Pourquoi y revenir en 2026
Pourquoi se plonger dans un jeu de 1999 quand on a la richesse de Super Smash Bros. Ultimate sous les yeux ? Pour la pureté de son expérience. Le premier opus est une capsule temporelle du game design de la fin des années 90. C'est l'essence même de ce qui a rendu la franchise si spéciale. Tu y retrouveras des sensations de jeu brutes, une simplicité rafraîchissante qui tranche avec la complexité parfois écrasante des titres modernes. C'est une cure de nostalgie garantie, une invitation à revivre les premiers cris de victoire et les rires entre amis.
C'est aussi une excellente manière d'apprécier le chemin parcouru par la série. Comprendre les fondations, les mécaniques de base, les choix de design qui ont persisté et ceux qui ont évolué. Le jeu est disponible via le service Nintendo Switch Online + Pack additionnel, ce qui le rend étonnamment accessible en 2026. Alors, pour une partie entre potes, une dose d'histoire vidéoludique, ou juste pour prouver que ton Link N64 est toujours le meilleur, n'hésite pas. Le plaisir est intemporel.

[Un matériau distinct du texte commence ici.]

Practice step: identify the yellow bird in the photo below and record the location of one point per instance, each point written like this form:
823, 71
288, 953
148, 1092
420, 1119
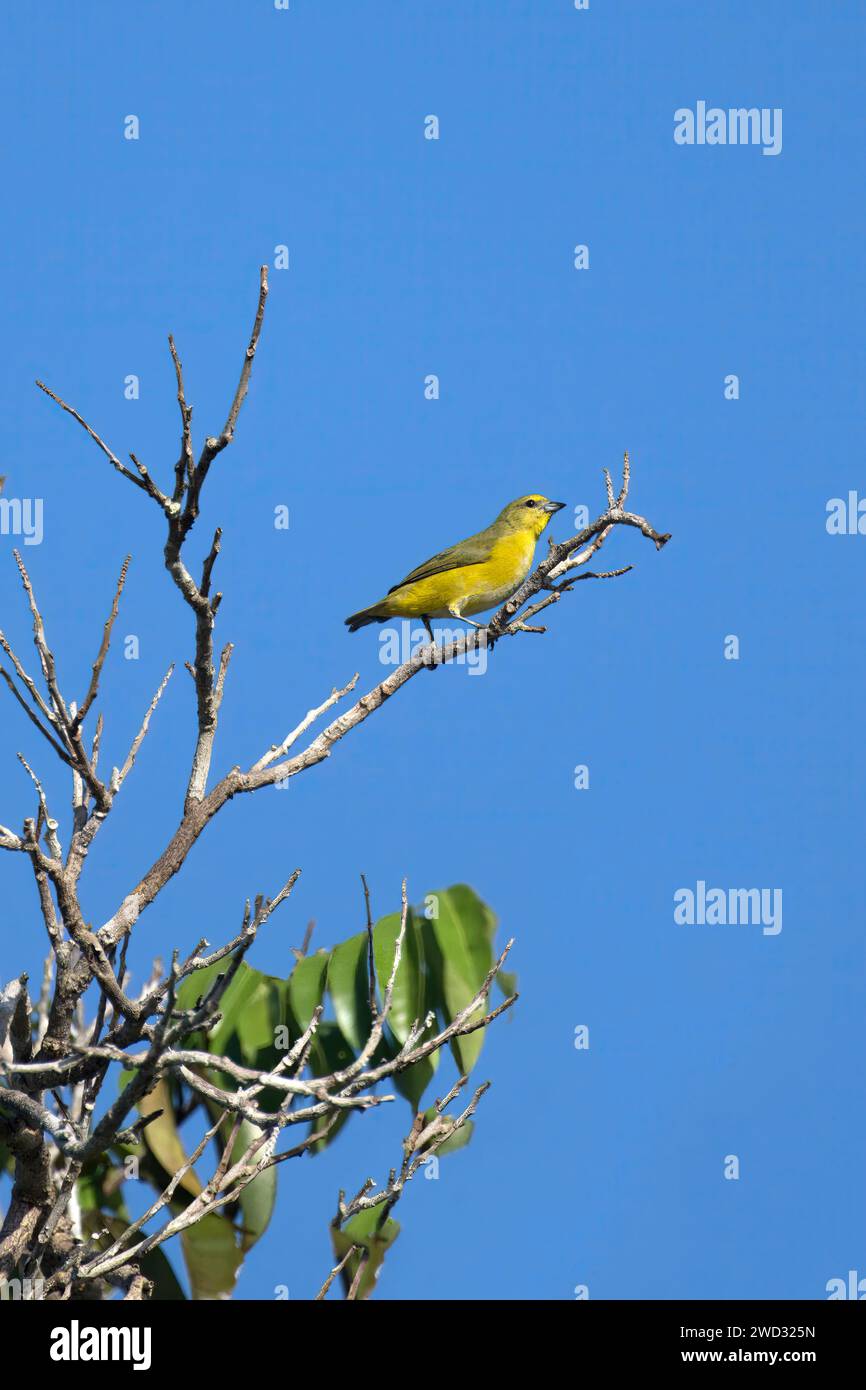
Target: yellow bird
471, 576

| Aspect | Alors (1999) | Maintenant (2026) |
|---|---|---|
| Graphismes | Polygones anguleux, textures pixélisées (N64) | Ultra HD, modèles détaillés, effets de lumière avancés (Switch) |
| Jouabilité | Simple, intuitive, mais avec une profondeur cachée | Plus de mécaniques, roster colossal, techniques avancées |
| Communauté | Essentiellement locale, matchs entre amis | Mondiale, compétitive, scène esport florissante (Twitch, tournois) |
| Valeur (Prix) | Prix plein jeu N64 (environ 70€ de l'époque) | Inclus avec l'abonnement Nintendo Switch Online + Pack additionnel |
L'avis du rédacteur
Pour moi, Super Smash Bros. sur N64 n'est pas qu'un jeu. C'est une époque. C'est l'odeur des chips, le bruit des manettes qui claquent, les engueulades bon enfant après une éjection trop facile. On a tous une histoire avec ce jeu. Il a créé des souvenirs indélébiles, et c'est ce qui le rend si précieux. Rejouer aujourd'hui, c'est comme retrouver un vieil ami. Ses défauts techniques s'effacent devant la pure joie qu'il procure. Son influence est si vaste qu'il est difficile d'imaginer le paysage vidéoludique sans lui. C'est un chef-d'œuvre audacieux, un coup de maître qui a défini un genre et une génération.

Conclusion
Super Smash Bros. sur Nintendo 64 est bien plus qu'une relique du passé. C'est la pierre angulaire d'une franchise monumentale, un pionnier qui a prouvé qu'on pouvait révolutionner un genre avec audace, accessibilité et une bonne dose de fan service. Son héritage se mesure non seulement à la pérennité de la série, mais aussi à l'inspiration qu'il a insufflée à d'innombrables jeux et à la passion qu'il a allumée chez des millions de joueurs. Il a transformé le salon familial en arène de combat, et c'est pour ça qu'il restera, vingt-sept ans plus tard, un classique indémodable. Son impact continue de façonner la manière dont on perçoit les jeux de combat et la culture du jeu vidéo dans son ensemble.